Marketing your SaaS to attract users is essential, but focusing on acquiring free users through ads can be a wasteful expenditure. Consider the following points:

  • Low Return on Investment (ROI): Running ad campaigns to attract users who will only use the free version of your product can result in a low ROI. The cost of customer acquisition can be high, and without a clear strategy to convert these users into paying customers, you might not recoup your advertising spend.
  • Ad Spend Efficiency: It’s generally more efficient to spend marketing dollars targeting potential paying customers rather than a broad audience that includes many who are only interested in the free tier. By focusing your ad spend on users who are more likely to convert, you can improve your cost-per-acquisition metrics and overall profitability.
  • Brand Perception: Offering a free version of your product can sometimes attract users who are not serious about engaging with your service. This can dilute your brand's perception and attract a less engaged community, which can be detrimental in the long run.

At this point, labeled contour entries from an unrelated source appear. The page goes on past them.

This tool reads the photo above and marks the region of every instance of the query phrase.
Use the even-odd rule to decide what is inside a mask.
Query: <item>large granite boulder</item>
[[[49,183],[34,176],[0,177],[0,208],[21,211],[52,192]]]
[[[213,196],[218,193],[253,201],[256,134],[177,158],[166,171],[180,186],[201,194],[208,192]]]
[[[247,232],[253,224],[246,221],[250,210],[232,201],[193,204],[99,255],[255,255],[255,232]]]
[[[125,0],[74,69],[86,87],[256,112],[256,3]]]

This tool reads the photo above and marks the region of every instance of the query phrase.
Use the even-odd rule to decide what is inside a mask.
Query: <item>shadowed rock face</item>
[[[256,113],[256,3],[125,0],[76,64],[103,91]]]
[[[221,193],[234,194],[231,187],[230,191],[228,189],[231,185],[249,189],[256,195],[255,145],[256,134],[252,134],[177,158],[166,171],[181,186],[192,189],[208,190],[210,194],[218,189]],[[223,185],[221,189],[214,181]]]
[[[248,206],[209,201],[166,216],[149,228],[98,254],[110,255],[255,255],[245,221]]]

While the freemium model can attract a large user base, it comes with significant downsides that SaaS owners need to consider. The costs associated with supporting free users, hidden expenses related to service provision, and the inefficiencies of marketing to a non-paying audience can all negatively impact your bottom line. As a SaaS business, focusing on providing value to paying customers and optimizing your resources to serve them better might be a more sustainable and profitable strategy. Instead of offering a freemium plan, consider other approaches such as free trials or limited-time offers to attract and convert users effectively.